Every time Vleeptron postst something about an astronomical sensation it is pissing cats and dogs outside. Like right now.
Great. Just bloody great.

I live in the country, no sky scrapers, almost zero light emission. I could watch this stuff from the balcony with a cup of warm coffee and good Zeiss binoculars. I coud step outside and have view of the full night sky while standing on a farm field.
But no, it has to be another rainy night. Oh bloody well.

Which reminds me of the lad who travelled to India to witness the first Venus Transition. Took him ages to get there and set up his equipment. When the day of calculation came there were clouds in the sky, but not constantly blocking the view. Just in the few minutes of the observation of course.

Vleeptron Dude said...

Vleeptron controls the phenomena of Outer Space.

Earth Weather is the responsibility of Al Gore. I'll try to find his e-mail addie.

The thing about binoculars, telescopes and comets ... a good comet, head to tail, occupies such a wide field of the sky that if you try to look at it with a $2000 fancy-schmantzy telescope, it's like looking at the Mona Lisa's left nostril. The Zeiss binocs are way best for this sort of thing.

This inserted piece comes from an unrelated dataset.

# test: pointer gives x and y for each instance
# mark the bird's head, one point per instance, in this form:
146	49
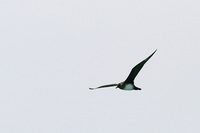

This is 2nd best or 3rd best, but when there's bad weather but something interesting in the sky, we can all see good images on the Web or (like eclipses) TV.

They couldn't do that 100 years ago. So Modern Times are better than Old Times.

Vleeptron Dude said...

Oooooh that's gorgeous! Time lapse of the Comet speeding toward Earth!

Will a king die? Will a prince be born? Will someone win a great victory in battle? (Will someone lose?)